Banyak Juga pesan-pesan dari legenda ini diantaranya :
“panglima perang Aceh memakai siasat baru. Mereka menyuruh prajuritnya menembakkan ribuan uang emas ke arah prajurit benteng yang bertahan di balik pintu gerbang.” Uang bisa menghancurkan Persatuan, dan membuat kita lupa dengan banyak hal. Carilah uang dengan cara yang benar dan gunakanlah dengan bijaksana, juga jika ada sisa jangan lupa Kasih Ane :D

Sedikit Berbicara Sejarah Tentang Ke Sultanan Melayu.


Dalam bukunya, Sejarah Medan Tempo Doeloe, sejarahwan Tengku Luckman Sinar mencoba menempatkan legenda Puteri Hijau sebagai salah satu setting sejarah perlawanan Kerajaan Haru yang berpusat di Deli Tua terhadap serangan Kerajaan Aceh, sekaligus juga menjadi latar proses terbentuknya etnis Melayu di Sumatra Timur.

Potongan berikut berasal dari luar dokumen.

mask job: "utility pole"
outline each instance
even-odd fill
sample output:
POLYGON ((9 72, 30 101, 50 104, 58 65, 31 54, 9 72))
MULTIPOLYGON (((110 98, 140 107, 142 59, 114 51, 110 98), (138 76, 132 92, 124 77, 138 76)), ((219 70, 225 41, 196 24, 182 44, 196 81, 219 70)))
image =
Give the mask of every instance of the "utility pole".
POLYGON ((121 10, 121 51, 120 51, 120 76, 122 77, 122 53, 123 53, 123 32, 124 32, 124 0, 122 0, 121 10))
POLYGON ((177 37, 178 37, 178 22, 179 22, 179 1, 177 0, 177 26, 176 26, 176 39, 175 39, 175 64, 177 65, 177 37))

Nama Kerajaan Haru sudah dikenal sejak akhir abad 13. Bukti tertulis pertama yang mengabadikan kerajaan ini adalah catatan Tiongkok pada tahun 1282 M, tepatnya pada zaman pemerintahan Kubilai Khan. Catatan itu mengisahkan, Kerajaan Haru mengirimkan utusannya untuk misi dagang ke Tiongkok.

Sedang berdasarkan hikayat Melayu dan hikayat Raja-raja Pasai, Kerajaan Haru sudah menganut Islam sejak pertengahan abad 13. Disebutkan, nakhoda Ismail dan Fakir Muhammad mula-mula mengislamkan negeri Fansuri (Barus), Lamiri (Lamuri), lalu Haru. Kerajaan Samudera Pasai dan Malaka sendiri diislamkan kemudian. Jadi, dari hikayat ini, Kerajaan Haru lebih dulu memeluk Islam ketimbang Aceh dan Malaka, meskipun kemudian Malakalah yang menjadi pusat pengembangan Islam di kawasan Nusantara.

Nah Mungkin di antara kita sudah banyak mendengar Versi-versi lain dari legenda ini, namun apa pun itu tetap kita musti mengambil hal-hal Positve dari semuanya.
Dan yang paling penting jangan lupakan Sejarah Kita.